The CFPB is required under the CARD Act to consider an annual adjustment to the maximum allowable late fee amounts. Its easiest step would be to adjust the limits downward. Some observers think the CFPB could try to remove late fees entirely from safe-harbor protections.

The Federal Reserve originally had authority to set the annual late fee adjustment but responsibility transferred to the CFPB under the Dodd-Frank Act of 2010.

A big concern ahead is how the CFPB will act on the comments received in its broad request for information in February about all types of fees. The CFPB has received nearly 40,000 comments so far, many of them short requests backed by consumer groups supporting general changes to fees. The comment period ended April 11.

Fee charges and disclosures in banking are heavily regulated at the federal and state levels. But some see other factors at work in the CFPB's request for information on fees.

A CFPB spokeswoman said the bureau has authority to regulate fees under a variety of statutes including the Consumer Financial Protection Act, which prohibits “unfair, deceptive, and abusive acts or practices,” known as UDAAP violations.

Under Chopra, the CFPB has said protecting vulnerable and minority populations will be a priority. The CFPB claimed in its credit card report that late fees fall disproportionately on lower-income consumers with subprime credit scores. It found that low-income areas and poor neighborhoods “bear more of the late-fee burden.”

“Late fees are assessed for not paying a charge after a grace period, and they are well understood by consumers and embedded in federal and state law and regulation, so making the case that late fees violate federal law has proven difficult for the CFPB,” said Jeff Naimon, a partner at the Buckley law firm.

Many banks, lenders and card issuers are concerned that the CFPB plans to use its UDAAP enforcement authority to allege that late fees are discriminatory. Last month the CFPB asserted for the first time that discrimination, regardless of intent, violates UDAAP.
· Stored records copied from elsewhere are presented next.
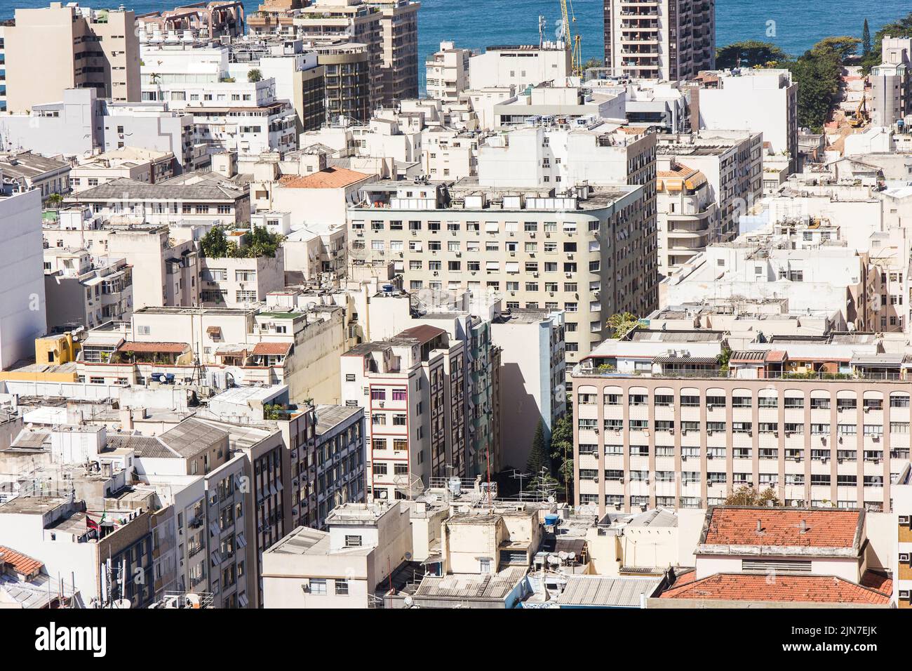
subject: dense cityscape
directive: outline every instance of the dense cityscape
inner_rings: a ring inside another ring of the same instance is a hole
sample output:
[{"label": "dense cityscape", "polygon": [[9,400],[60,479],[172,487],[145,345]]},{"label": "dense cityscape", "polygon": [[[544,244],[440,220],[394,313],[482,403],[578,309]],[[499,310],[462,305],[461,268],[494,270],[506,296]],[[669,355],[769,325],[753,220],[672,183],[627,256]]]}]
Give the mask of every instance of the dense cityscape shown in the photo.
[{"label": "dense cityscape", "polygon": [[0,608],[912,608],[912,14],[554,4],[0,23]]}]

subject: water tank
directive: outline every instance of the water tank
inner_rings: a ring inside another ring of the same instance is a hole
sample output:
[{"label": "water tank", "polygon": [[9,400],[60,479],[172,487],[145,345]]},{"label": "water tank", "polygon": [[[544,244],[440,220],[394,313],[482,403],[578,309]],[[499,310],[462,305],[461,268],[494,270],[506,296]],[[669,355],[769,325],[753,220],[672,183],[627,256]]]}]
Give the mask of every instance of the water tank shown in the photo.
[{"label": "water tank", "polygon": [[451,477],[447,480],[447,488],[454,497],[462,493],[462,482],[458,477]]}]

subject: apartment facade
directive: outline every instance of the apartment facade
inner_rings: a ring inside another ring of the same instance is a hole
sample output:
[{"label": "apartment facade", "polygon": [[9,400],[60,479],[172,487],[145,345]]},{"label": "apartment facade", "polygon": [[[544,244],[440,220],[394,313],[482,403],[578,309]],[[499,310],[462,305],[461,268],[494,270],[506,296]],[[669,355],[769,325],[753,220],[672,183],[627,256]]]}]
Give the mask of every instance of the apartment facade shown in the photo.
[{"label": "apartment facade", "polygon": [[[6,110],[59,100],[67,89],[94,89],[115,102],[140,100],[140,44],[132,10],[78,3],[16,9],[4,27]],[[42,76],[35,64],[42,63]],[[51,67],[53,66],[53,67]]]},{"label": "apartment facade", "polygon": [[430,478],[465,477],[470,465],[465,343],[418,326],[364,342],[341,358],[342,398],[369,415],[368,500],[408,498]]},{"label": "apartment facade", "polygon": [[617,357],[573,373],[577,505],[705,508],[750,485],[786,506],[890,510],[909,455],[907,383],[835,374],[848,370],[836,362],[791,367],[775,350],[732,352],[731,374],[690,351],[641,361],[638,374]]},{"label": "apartment facade", "polygon": [[871,68],[871,125],[892,126],[912,114],[912,37],[884,36],[881,64]]},{"label": "apartment facade", "polygon": [[440,42],[440,51],[425,62],[428,97],[444,102],[457,102],[469,88],[470,49],[456,48],[452,42]]},{"label": "apartment facade", "polygon": [[679,162],[699,170],[709,183],[718,213],[708,236],[710,243],[733,240],[741,217],[762,195],[764,139],[759,132],[721,131],[661,137],[656,153],[663,166]]},{"label": "apartment facade", "polygon": [[[2,177],[0,177],[2,179]],[[7,282],[0,290],[0,368],[35,351],[35,339],[47,330],[41,245],[41,193],[11,195],[0,191],[0,261]]]},{"label": "apartment facade", "polygon": [[675,81],[715,63],[715,0],[605,0],[605,64],[613,74]]},{"label": "apartment facade", "polygon": [[[308,47],[331,44],[338,40],[353,46],[364,46],[368,57],[368,79],[365,83],[369,90],[368,110],[372,110],[383,100],[384,29],[381,22],[384,20],[383,14],[377,5],[362,0],[316,0],[314,4],[301,8],[295,16],[297,36],[308,43]],[[321,58],[319,62],[324,64],[326,61]],[[417,68],[417,62],[415,65]],[[332,74],[331,70],[331,68],[326,68],[327,89],[330,86],[328,77]],[[417,69],[415,76],[417,79]],[[331,91],[327,90],[327,95],[332,98]],[[326,113],[331,114],[329,108]],[[369,111],[366,117],[357,118],[366,121],[370,118]]]},{"label": "apartment facade", "polygon": [[618,311],[655,307],[649,185],[548,188],[375,183],[348,209],[349,263],[392,261],[409,290],[468,288],[504,307],[564,309],[568,362]]},{"label": "apartment facade", "polygon": [[660,160],[658,164],[657,246],[658,274],[665,277],[721,236],[706,175],[673,159]]}]

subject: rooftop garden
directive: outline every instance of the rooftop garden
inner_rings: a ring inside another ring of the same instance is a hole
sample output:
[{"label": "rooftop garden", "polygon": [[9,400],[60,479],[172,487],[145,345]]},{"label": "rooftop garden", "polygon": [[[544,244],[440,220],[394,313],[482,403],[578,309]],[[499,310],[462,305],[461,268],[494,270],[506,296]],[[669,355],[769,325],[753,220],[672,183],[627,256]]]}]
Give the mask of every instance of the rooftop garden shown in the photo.
[{"label": "rooftop garden", "polygon": [[284,239],[285,236],[278,233],[270,233],[263,226],[254,226],[254,230],[245,236],[245,243],[238,245],[228,239],[224,226],[213,226],[200,238],[200,251],[208,258],[275,258]]}]

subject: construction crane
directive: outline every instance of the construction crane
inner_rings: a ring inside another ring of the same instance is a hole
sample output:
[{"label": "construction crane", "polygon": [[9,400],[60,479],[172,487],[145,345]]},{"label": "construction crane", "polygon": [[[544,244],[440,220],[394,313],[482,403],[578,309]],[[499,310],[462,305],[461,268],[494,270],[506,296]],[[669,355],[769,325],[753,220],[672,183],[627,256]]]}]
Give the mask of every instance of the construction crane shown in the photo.
[{"label": "construction crane", "polygon": [[569,16],[567,0],[561,0],[561,15],[564,19],[564,45],[570,51],[570,69],[577,77],[583,76],[583,38],[575,33],[572,26],[576,23],[576,15],[573,11],[573,0],[570,0]]},{"label": "construction crane", "polygon": [[862,91],[861,100],[858,101],[858,107],[855,108],[855,115],[849,120],[849,125],[852,128],[860,128],[865,125],[865,121],[867,119],[867,105],[865,100],[865,92]]}]

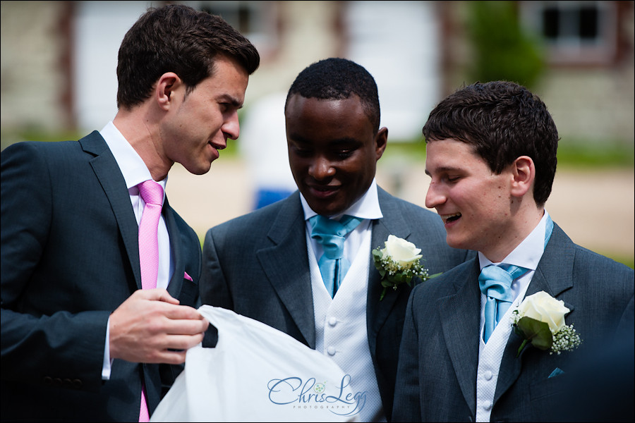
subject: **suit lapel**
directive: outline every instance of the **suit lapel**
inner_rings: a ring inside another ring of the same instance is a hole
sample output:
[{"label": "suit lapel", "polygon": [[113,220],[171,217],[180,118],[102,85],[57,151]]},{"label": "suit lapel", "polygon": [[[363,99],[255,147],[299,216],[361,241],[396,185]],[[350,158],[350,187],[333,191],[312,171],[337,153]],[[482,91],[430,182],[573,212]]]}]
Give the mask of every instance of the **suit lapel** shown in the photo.
[{"label": "suit lapel", "polygon": [[[560,226],[554,223],[551,239],[545,248],[545,252],[538,262],[525,297],[545,291],[557,298],[563,291],[572,288],[572,269],[574,256],[573,242]],[[565,302],[564,305],[573,312],[574,305]],[[516,352],[522,341],[522,338],[512,331],[500,362],[496,393],[494,396],[495,404],[520,376],[523,356],[530,348],[533,348],[531,345],[526,347],[520,356],[516,357]],[[548,354],[546,351],[544,352]]]},{"label": "suit lapel", "polygon": [[93,171],[110,202],[119,227],[128,258],[130,260],[137,288],[141,288],[141,268],[139,264],[138,226],[130,202],[126,180],[106,142],[94,131],[79,140],[86,152],[95,157],[90,161]]},{"label": "suit lapel", "polygon": [[181,233],[176,226],[174,220],[174,211],[168,202],[167,197],[163,204],[163,218],[167,226],[168,235],[170,238],[170,248],[171,256],[174,260],[174,272],[168,283],[168,293],[178,298],[183,286],[183,278],[185,274],[185,262],[183,258],[183,245],[181,242]]},{"label": "suit lapel", "polygon": [[[377,196],[382,214],[381,219],[373,221],[370,248],[383,247],[389,235],[407,239],[410,235],[411,224],[406,221],[397,207],[397,202],[382,188],[377,187]],[[375,356],[377,335],[386,319],[397,298],[406,290],[406,287],[399,287],[397,290],[389,288],[386,291],[384,299],[380,301],[383,287],[381,277],[375,267],[375,262],[372,255],[368,255],[368,290],[366,299],[366,325],[368,331],[368,343],[370,352]],[[410,290],[406,290],[408,293]]]},{"label": "suit lapel", "polygon": [[268,244],[258,250],[256,255],[306,343],[315,348],[313,297],[304,212],[298,192],[283,201],[267,233]]},{"label": "suit lapel", "polygon": [[441,329],[461,391],[472,415],[476,413],[476,367],[480,326],[478,259],[453,281],[456,293],[437,300]]}]

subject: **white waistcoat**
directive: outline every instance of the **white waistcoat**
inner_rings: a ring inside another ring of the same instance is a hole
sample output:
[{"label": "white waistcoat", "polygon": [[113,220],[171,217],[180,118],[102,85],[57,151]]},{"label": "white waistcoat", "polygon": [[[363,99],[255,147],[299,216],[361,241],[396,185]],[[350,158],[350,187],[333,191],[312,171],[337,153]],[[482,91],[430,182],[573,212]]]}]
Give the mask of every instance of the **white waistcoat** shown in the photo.
[{"label": "white waistcoat", "polygon": [[[353,393],[365,393],[362,422],[385,421],[366,330],[366,298],[370,235],[363,236],[335,298],[325,288],[315,254],[307,235],[315,321],[315,350],[332,358],[351,376]],[[338,381],[338,383],[339,381]]]}]

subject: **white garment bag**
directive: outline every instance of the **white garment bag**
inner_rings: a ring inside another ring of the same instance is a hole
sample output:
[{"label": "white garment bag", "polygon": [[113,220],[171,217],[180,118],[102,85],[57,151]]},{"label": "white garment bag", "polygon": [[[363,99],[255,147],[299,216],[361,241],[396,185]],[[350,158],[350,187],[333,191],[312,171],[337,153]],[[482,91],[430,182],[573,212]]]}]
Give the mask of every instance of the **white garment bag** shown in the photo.
[{"label": "white garment bag", "polygon": [[353,393],[330,358],[232,311],[198,311],[218,329],[218,343],[188,350],[150,422],[358,421],[365,393]]}]

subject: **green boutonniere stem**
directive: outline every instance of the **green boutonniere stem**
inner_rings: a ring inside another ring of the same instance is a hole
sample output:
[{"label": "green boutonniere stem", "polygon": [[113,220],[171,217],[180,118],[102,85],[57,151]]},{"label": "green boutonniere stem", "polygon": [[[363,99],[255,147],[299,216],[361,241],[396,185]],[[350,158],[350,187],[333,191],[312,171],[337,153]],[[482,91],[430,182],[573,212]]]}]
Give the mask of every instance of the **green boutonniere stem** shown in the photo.
[{"label": "green boutonniere stem", "polygon": [[531,317],[523,317],[514,325],[514,331],[524,338],[523,343],[518,349],[516,357],[520,355],[521,352],[531,342],[531,345],[540,350],[548,350],[553,344],[553,336],[549,325],[544,321],[540,321]]}]

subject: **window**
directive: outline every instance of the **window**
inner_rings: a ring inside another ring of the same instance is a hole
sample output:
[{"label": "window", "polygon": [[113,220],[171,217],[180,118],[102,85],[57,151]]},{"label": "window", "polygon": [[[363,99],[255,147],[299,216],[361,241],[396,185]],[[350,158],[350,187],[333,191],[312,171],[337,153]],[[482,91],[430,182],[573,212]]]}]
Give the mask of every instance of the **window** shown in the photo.
[{"label": "window", "polygon": [[540,35],[553,64],[609,64],[615,59],[613,1],[521,1],[524,24]]}]

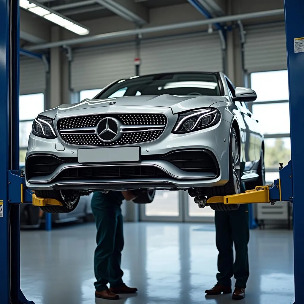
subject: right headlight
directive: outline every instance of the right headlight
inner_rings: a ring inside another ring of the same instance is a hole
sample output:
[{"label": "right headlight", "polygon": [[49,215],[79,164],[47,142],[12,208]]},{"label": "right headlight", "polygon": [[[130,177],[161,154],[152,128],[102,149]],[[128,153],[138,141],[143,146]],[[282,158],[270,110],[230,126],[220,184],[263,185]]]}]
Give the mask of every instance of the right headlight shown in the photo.
[{"label": "right headlight", "polygon": [[54,130],[53,121],[44,116],[37,116],[33,123],[32,132],[34,135],[45,138],[55,138],[57,135]]},{"label": "right headlight", "polygon": [[207,108],[181,113],[172,133],[187,133],[209,128],[216,124],[221,118],[221,113],[217,109]]}]

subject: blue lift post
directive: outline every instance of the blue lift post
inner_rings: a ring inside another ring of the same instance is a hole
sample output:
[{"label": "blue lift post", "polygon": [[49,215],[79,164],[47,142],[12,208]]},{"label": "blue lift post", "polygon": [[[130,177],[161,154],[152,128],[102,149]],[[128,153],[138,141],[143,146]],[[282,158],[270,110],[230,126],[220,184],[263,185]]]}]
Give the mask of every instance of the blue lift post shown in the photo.
[{"label": "blue lift post", "polygon": [[304,40],[295,41],[295,39],[304,37],[304,1],[285,0],[285,5],[293,185],[295,302],[296,304],[301,304],[304,302],[304,289],[302,283],[304,278],[304,243],[302,226],[304,203],[302,198],[304,172],[303,159]]},{"label": "blue lift post", "polygon": [[[13,203],[11,200],[11,203],[9,201],[8,170],[19,169],[19,166],[18,0],[0,1],[0,302],[34,304],[27,301],[20,289],[21,199],[17,203]],[[20,171],[15,172],[19,176],[22,175]],[[20,180],[24,179],[19,177]],[[19,193],[22,192],[20,187],[19,183]]]}]

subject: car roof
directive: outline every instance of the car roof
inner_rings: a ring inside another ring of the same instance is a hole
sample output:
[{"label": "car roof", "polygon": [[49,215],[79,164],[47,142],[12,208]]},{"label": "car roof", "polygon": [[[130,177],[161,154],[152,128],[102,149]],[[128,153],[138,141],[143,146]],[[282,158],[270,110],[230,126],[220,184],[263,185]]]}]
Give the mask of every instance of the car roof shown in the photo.
[{"label": "car roof", "polygon": [[[160,76],[165,76],[166,75],[170,75],[172,74],[205,74],[207,75],[216,75],[218,74],[218,72],[195,72],[193,71],[187,71],[185,72],[168,72],[163,73],[157,73],[155,74],[147,74],[144,75],[140,75],[136,78],[140,78],[142,77],[159,77]],[[136,77],[136,76],[135,76]],[[130,79],[135,78],[134,76],[130,77]]]}]

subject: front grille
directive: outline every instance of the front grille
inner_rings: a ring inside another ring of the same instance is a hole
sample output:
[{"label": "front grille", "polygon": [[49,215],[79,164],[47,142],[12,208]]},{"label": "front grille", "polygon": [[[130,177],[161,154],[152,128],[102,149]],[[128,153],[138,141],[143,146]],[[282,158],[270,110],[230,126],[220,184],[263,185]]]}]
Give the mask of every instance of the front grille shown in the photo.
[{"label": "front grille", "polygon": [[[120,135],[112,142],[103,141],[96,133],[99,122],[107,117],[115,119],[122,125]],[[57,127],[61,138],[67,143],[121,146],[157,139],[163,133],[167,122],[166,116],[161,114],[105,114],[61,118],[57,122]]]},{"label": "front grille", "polygon": [[119,166],[67,168],[60,173],[56,180],[73,178],[115,179],[127,178],[168,177],[168,174],[152,166]]}]

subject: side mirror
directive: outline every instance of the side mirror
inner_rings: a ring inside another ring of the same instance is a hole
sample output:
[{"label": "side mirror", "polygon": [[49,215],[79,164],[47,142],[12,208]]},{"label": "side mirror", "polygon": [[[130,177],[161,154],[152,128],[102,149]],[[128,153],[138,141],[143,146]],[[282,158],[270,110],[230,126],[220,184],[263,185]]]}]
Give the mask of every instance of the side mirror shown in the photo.
[{"label": "side mirror", "polygon": [[235,88],[235,99],[239,101],[246,102],[254,101],[257,99],[257,94],[251,89],[242,87]]}]

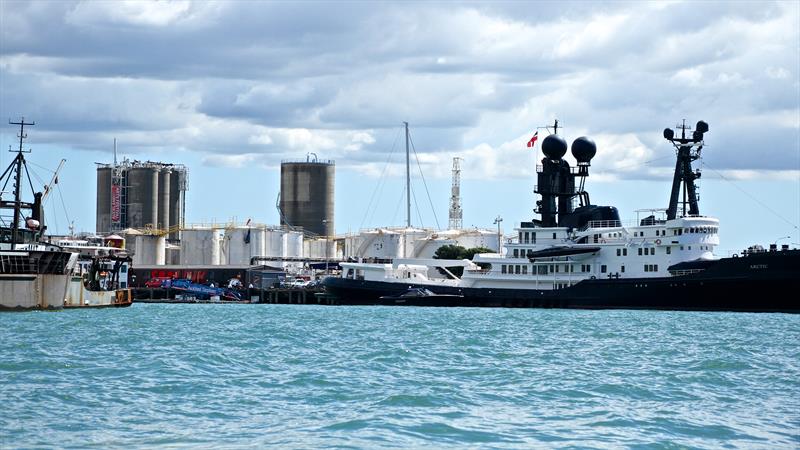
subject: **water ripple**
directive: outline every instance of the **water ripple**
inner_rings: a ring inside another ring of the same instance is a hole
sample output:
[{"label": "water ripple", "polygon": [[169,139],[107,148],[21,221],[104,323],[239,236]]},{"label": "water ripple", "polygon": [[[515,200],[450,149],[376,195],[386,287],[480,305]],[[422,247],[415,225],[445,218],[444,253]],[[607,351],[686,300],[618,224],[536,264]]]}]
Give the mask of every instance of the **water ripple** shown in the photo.
[{"label": "water ripple", "polygon": [[800,316],[0,315],[0,447],[800,447]]}]

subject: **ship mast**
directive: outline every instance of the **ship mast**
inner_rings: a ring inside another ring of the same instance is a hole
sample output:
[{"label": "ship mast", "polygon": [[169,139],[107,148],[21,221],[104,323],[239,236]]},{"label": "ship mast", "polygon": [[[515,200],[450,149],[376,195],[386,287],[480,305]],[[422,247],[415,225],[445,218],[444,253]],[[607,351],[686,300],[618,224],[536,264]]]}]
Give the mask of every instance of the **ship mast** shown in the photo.
[{"label": "ship mast", "polygon": [[453,158],[453,185],[450,187],[450,224],[451,230],[460,230],[463,212],[461,210],[461,158]]},{"label": "ship mast", "polygon": [[408,122],[406,127],[406,228],[411,228],[411,157],[408,153]]},{"label": "ship mast", "polygon": [[[683,186],[683,216],[686,216],[686,204],[689,204],[689,215],[700,215],[700,207],[697,204],[697,186],[694,180],[700,178],[700,170],[692,170],[692,161],[700,158],[700,151],[703,149],[703,134],[708,132],[708,124],[698,121],[691,138],[686,137],[686,131],[691,131],[686,126],[686,120],[678,124],[676,129],[681,130],[681,137],[676,138],[675,132],[669,128],[664,129],[664,138],[675,146],[677,150],[677,161],[675,162],[675,173],[672,177],[672,191],[669,197],[669,207],[667,208],[667,220],[673,220],[678,215],[678,197]],[[688,198],[687,198],[688,197]]]},{"label": "ship mast", "polygon": [[[19,190],[22,185],[22,166],[25,164],[23,153],[30,153],[30,151],[25,152],[22,150],[22,140],[28,137],[25,134],[25,125],[33,126],[36,125],[36,122],[25,122],[25,118],[22,117],[19,122],[9,120],[8,123],[10,125],[19,125],[19,149],[17,150],[17,157],[11,163],[16,165],[14,173],[14,222],[11,224],[11,250],[15,250],[17,248],[17,235],[19,234],[20,212],[22,210]],[[13,152],[13,150],[9,151]]]}]

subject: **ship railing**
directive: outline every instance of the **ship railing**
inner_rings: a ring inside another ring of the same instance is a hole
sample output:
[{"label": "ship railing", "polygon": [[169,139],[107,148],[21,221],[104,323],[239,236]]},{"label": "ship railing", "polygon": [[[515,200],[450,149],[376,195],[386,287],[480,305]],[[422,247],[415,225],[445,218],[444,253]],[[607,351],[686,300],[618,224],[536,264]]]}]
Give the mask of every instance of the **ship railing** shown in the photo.
[{"label": "ship railing", "polygon": [[[541,164],[536,165],[536,172],[544,172],[544,166]],[[580,166],[570,167],[569,173],[571,175],[580,175]]]},{"label": "ship railing", "polygon": [[580,231],[586,231],[589,228],[621,228],[622,222],[619,220],[590,220],[589,223],[584,225]]},{"label": "ship railing", "polygon": [[682,275],[691,275],[693,273],[700,273],[705,269],[685,269],[685,270],[670,270],[672,276],[679,277]]}]

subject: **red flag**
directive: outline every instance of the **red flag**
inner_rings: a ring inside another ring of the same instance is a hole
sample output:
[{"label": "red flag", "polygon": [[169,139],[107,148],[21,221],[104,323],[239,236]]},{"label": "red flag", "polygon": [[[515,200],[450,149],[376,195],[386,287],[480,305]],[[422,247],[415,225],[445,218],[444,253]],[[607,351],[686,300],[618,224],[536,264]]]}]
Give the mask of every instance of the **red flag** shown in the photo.
[{"label": "red flag", "polygon": [[536,133],[534,133],[533,137],[531,138],[531,140],[528,141],[528,147],[533,147],[533,144],[536,143],[537,139],[539,139],[539,132],[538,131]]}]

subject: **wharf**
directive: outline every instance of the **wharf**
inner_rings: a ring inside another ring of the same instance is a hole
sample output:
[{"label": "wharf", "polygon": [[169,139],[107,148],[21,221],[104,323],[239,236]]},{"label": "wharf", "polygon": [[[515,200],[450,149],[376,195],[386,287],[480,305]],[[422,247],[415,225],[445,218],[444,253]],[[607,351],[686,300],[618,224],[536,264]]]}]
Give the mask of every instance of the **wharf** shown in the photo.
[{"label": "wharf", "polygon": [[333,299],[319,288],[250,288],[242,291],[243,300],[176,299],[180,292],[169,288],[134,288],[135,303],[271,303],[285,305],[329,305]]}]

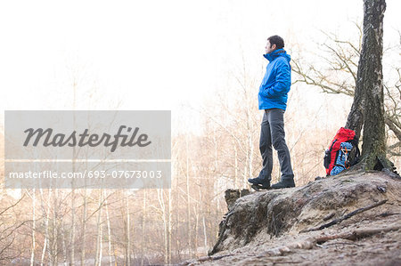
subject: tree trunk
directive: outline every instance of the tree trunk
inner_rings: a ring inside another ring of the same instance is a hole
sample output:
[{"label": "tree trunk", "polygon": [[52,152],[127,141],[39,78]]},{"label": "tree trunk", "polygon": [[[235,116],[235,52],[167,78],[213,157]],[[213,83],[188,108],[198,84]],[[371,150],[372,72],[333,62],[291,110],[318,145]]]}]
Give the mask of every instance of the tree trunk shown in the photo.
[{"label": "tree trunk", "polygon": [[362,51],[354,102],[346,125],[347,128],[356,131],[358,138],[364,125],[362,158],[366,170],[376,169],[377,158],[386,156],[381,67],[385,10],[385,0],[364,1]]},{"label": "tree trunk", "polygon": [[[104,204],[106,205],[106,221],[107,221],[107,239],[109,244],[109,262],[110,266],[112,265],[112,260],[111,260],[111,228],[110,225],[110,215],[109,215],[109,205],[107,203],[107,195],[104,197]],[[116,260],[117,262],[117,260]]]},{"label": "tree trunk", "polygon": [[32,191],[32,247],[31,247],[31,252],[30,252],[30,266],[35,265],[35,248],[36,248],[36,244],[37,241],[35,240],[36,236],[36,230],[37,230],[37,226],[36,226],[36,222],[37,222],[37,217],[36,217],[36,205],[37,205],[37,197],[36,197],[36,193],[37,191],[35,190],[35,189],[33,189]]},{"label": "tree trunk", "polygon": [[386,157],[384,124],[383,72],[383,16],[385,0],[364,2],[364,36],[359,69],[365,95],[364,109],[364,143],[362,156],[366,169],[374,169],[378,157]]}]

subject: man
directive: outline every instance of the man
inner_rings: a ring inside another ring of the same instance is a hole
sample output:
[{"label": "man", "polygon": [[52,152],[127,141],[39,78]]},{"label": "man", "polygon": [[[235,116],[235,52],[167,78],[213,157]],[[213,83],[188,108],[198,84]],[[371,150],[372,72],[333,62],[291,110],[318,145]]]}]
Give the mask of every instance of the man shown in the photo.
[{"label": "man", "polygon": [[[284,41],[279,36],[267,38],[266,54],[269,60],[266,71],[259,87],[259,109],[264,110],[260,132],[259,149],[263,158],[263,167],[257,178],[250,178],[249,182],[262,189],[293,188],[290,151],[285,143],[284,111],[287,108],[288,93],[291,85],[291,57],[282,49]],[[277,150],[282,172],[281,181],[270,187],[273,169],[272,145]]]}]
“The CFPB’s argument is that the disproportional effect of late fees on protected minority consumers is evidence of discrimination, and its updated exam manual stating that discrimination is ‘unfair’ creates the hook that the CFPB needs to allege a violation of federal law,” Naimon said.

Some experts noted that the CFPB often releases a report, a blog post or other guidance ahead of an enforcement action, and they predicted that a flurry of consent orders is coming.

“When the CFPB comes out with stuff, usually something follows,” said Lucy Morris, a partner at Hudson Cook and a former CFPB deputy enforcement director.

Experts point to a ruling last week by the Federal Trade Commission as an example of how Chopra, who was a Democratic commissioner at that agency and was a mentor to current FTC Chair Lena Khan, might take action.

The FTC and the state of Illinois ordered the owner of eight auto dealerships to pay $10 million for what the agency said involved “sneaking illegal junk fees onto bills and discriminating against Black consumers.”

The FTC called “add-on” products such as payment insurance or car-paint protection “junk fees,” that were not authorized. Though the FTC voted 4-0 to impose the $10 million penalty, Khan and FTC Commissioner Rebecca Kelly Slaughter issued a statement saying they would have gone further and supported the use of the unfairness standard to crack down on alleged discrimination. The FTC split 2-2 along party lines, and the unfairness allegation did not pass.

“It shows you that Khan and Chopra, the CFPB and the FTC, are in sync,” on these issues, Morris said.

Some suggest that the CFPB risks an industry lawsuit if it seeks to change late fees.

"If [Chopra] starts adjusting the late fees of any type, he's going to get a court challenge," Dollar said.